I do illegal shit in my car nearly every time I operate it. Some more illegal than others if I'm alone. I've been pulled over two times since 2004. Once was right after I had toked up and the guy just reminded me to make sure my registration was renewed soon (it had been out for three months) and the other I didn't even get a warning for going 15mph over the speed limit.
As an impetuous youth I hit 100 MPH several times on I-95 going north out of NYC. Once while strapped to the top of a car. I've done slalom turns on the Boston Post Road while waiting for a friend who foolishly stopped at a red light, and then tossing the baggie out the window when I saw the flashing lights. Smoked a joint several stories up the ladder that ran through the center of the giant globe sculpture that used to overlook Shea Stadium. Not to mention, to our surprise, a police station. I drove backwards for ten miles on the shoulder and right lane of I-80 in Pennsylvania when my transmission blew, then several miles further through town looking for a shop that would fix it. Buzzed past a police car driving backwards (to get the lowest possible gear for traction) over the Eisenhower Pass in a blizzard in a VW bus with no chains or even snow tires when the electronic sign said the former was mandatory. Skiied into posted avalanche zones. Been in a bar fight with a Mexican biker gang.
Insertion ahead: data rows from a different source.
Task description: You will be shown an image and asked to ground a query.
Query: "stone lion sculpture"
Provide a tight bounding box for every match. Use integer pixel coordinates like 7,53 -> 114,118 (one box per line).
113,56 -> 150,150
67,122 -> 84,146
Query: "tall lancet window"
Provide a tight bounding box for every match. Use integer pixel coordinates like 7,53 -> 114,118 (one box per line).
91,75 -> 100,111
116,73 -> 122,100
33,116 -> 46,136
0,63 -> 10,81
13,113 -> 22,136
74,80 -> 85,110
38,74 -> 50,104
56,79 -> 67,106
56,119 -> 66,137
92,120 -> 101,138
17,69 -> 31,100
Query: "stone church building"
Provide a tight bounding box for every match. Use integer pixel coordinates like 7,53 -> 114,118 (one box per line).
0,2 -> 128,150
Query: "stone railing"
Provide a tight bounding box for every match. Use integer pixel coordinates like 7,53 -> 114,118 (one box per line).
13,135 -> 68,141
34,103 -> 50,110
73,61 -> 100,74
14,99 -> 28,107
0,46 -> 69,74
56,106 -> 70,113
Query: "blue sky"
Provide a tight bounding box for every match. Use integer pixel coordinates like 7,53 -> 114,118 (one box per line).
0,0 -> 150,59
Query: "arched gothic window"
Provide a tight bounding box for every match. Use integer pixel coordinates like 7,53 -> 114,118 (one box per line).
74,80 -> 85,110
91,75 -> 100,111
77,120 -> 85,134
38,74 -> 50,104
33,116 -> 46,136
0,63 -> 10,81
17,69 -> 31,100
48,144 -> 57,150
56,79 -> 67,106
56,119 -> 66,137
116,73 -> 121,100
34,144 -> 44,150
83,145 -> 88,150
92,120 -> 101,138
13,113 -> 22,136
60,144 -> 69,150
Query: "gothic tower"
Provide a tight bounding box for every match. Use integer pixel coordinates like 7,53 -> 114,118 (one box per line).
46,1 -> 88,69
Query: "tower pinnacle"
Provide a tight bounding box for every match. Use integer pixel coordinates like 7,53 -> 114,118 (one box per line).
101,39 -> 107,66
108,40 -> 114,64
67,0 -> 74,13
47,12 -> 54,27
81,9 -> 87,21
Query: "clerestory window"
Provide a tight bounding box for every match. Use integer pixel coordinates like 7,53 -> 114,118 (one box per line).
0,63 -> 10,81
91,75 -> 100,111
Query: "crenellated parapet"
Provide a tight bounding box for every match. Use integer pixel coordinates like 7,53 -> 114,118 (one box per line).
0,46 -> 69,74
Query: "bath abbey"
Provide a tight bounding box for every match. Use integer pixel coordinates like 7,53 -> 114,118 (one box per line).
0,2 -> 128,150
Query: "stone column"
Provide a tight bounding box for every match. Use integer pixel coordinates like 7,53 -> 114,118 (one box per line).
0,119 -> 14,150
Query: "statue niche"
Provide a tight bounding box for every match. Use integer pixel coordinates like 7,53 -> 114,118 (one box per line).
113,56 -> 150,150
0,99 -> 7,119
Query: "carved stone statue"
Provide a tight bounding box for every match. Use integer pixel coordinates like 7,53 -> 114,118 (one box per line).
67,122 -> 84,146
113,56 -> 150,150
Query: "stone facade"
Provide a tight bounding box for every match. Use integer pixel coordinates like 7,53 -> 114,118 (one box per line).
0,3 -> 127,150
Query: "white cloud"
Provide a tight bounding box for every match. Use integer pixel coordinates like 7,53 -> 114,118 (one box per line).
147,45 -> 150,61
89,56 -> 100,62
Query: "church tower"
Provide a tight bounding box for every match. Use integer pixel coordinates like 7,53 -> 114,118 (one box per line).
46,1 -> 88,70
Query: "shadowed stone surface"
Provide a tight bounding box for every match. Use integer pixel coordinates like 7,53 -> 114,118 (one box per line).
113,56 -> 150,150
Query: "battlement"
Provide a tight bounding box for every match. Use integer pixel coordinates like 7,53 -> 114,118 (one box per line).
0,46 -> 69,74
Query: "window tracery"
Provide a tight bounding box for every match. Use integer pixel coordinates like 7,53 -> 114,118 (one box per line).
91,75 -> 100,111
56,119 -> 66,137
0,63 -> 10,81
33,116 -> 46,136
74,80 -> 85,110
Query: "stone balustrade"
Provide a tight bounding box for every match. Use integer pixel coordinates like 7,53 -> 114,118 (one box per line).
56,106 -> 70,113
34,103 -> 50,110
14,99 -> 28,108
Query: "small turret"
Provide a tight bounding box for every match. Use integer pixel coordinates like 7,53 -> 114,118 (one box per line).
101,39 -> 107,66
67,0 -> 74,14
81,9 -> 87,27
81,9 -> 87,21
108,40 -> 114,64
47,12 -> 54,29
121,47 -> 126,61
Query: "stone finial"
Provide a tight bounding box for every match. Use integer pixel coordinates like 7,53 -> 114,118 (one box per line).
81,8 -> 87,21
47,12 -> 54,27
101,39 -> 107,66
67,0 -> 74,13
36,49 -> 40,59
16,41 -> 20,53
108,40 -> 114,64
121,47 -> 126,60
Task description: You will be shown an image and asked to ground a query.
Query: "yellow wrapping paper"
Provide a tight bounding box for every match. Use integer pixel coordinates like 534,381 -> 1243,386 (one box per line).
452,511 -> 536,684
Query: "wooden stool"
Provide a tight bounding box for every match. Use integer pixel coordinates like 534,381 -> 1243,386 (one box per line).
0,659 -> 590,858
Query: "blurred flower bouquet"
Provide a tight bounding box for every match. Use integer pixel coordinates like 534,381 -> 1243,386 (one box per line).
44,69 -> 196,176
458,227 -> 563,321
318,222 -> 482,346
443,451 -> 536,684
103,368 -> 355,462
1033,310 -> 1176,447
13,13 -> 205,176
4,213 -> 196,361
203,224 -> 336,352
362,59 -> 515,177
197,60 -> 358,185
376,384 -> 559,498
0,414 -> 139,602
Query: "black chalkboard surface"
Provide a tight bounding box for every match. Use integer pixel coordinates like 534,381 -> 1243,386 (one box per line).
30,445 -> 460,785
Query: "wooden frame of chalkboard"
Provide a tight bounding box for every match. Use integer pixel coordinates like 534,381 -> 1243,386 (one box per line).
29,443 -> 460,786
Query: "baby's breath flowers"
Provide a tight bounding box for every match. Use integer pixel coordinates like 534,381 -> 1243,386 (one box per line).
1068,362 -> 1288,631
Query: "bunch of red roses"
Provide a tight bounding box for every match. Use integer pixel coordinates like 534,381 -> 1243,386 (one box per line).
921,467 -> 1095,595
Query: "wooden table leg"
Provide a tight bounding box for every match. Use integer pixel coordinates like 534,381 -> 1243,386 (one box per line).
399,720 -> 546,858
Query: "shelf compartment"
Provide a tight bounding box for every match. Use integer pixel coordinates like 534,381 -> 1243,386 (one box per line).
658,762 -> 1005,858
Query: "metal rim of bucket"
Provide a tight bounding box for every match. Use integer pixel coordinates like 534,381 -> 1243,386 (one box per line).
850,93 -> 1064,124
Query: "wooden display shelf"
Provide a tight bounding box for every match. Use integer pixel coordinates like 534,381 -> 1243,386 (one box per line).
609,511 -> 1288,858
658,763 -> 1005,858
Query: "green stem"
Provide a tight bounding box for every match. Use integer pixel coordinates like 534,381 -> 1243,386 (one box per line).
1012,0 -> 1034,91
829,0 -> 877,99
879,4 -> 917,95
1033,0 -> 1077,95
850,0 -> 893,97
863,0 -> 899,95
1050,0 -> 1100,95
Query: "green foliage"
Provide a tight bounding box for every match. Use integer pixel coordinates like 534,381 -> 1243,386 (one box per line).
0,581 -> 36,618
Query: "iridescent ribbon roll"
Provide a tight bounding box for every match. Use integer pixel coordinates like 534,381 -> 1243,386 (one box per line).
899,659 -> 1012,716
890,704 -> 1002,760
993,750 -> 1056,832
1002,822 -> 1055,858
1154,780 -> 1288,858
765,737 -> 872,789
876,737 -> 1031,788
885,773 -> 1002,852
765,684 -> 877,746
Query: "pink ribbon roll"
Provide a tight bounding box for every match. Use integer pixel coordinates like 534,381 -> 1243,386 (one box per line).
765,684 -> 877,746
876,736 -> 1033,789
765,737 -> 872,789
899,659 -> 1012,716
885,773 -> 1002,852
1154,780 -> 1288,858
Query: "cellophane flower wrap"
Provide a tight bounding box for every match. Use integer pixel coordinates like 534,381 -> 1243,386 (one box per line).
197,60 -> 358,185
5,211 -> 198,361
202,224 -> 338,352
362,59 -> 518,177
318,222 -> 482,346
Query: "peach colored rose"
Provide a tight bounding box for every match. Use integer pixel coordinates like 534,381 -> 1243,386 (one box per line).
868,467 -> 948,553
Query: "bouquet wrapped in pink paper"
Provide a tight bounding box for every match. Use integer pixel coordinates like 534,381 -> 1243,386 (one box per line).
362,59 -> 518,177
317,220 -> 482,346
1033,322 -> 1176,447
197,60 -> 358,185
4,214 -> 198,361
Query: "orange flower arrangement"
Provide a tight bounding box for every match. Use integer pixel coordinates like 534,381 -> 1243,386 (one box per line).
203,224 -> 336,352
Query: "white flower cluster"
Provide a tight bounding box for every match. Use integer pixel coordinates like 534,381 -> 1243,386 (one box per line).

I once talked my way out of a jam at 4am when the police and my parents arrived at a 'dangerous location' that didn't match the suburban registration address on the car (theirs) I had parked illegally on the street. The discussion of how I came to be in this ghetto locale took place while standing outside an apartment door that separated the police from several passed-out people laying next to multiple types of illegal drugs that were sitting out in plain sight on a coffee table that was customized as a 100-pound bong (glass, sand, bricks, water). Many years later, I lived part-time in a house that contained a meth lab; I had to remove my housemate after I found the shotguns. I've lived in a cabin a hundred yards or so from a hundred marijuana plants. They were not mine, but no one else lived within a mile; the authorities may not have parsed the situation so finely.
Sex in public places, including mass transportation -- who didn't do that back then? So too with psychedelics.
I have even rolled a few red lights in my time. Perhaps a few other things that I'll skip as they may be too illegal or still under the statute of limitations. A few more that are lost in the mists of time and memory.
In other words, I've lived pretty much a normal life for a man of my generation.
Total damage for all these events and infinite other violations of the law over 40+ years: three speeding tickets. And none for any of the events above, though more than one involved discussions with law enforcement officers. White privilege, baby.
One of the tickets happened when I got nailed for (barely) speeding on an empty stretch of a four-lane road that happened to be in a church zone while taking my elderly mother to visit a Catholic monastery. Talk about innocent. The two others were speed-traps with multiple police vehicles doing a bit of end-of-budget cycle fund-raising. Total cost: under $200.
However, I've paid the price for being an oppressed minority. Back in the early 70s I was thrown against the side of my car by a policeman after being hit from the side by a speeding car that was driven by a nicely-dressed, white, pregnant mother with a small child by her side. I was a shabbily-dressed long-haired youth who asked the wrong question. So things are relative, even if you're white. If had been black, perhaps the officer would have clubbed me instead of just pinning me on the car with the club It's a good thing tasers hadn't been invented.
There's no way I'm not spending time in jail already if I'm black.
Can you spend much time in jail after you are dead?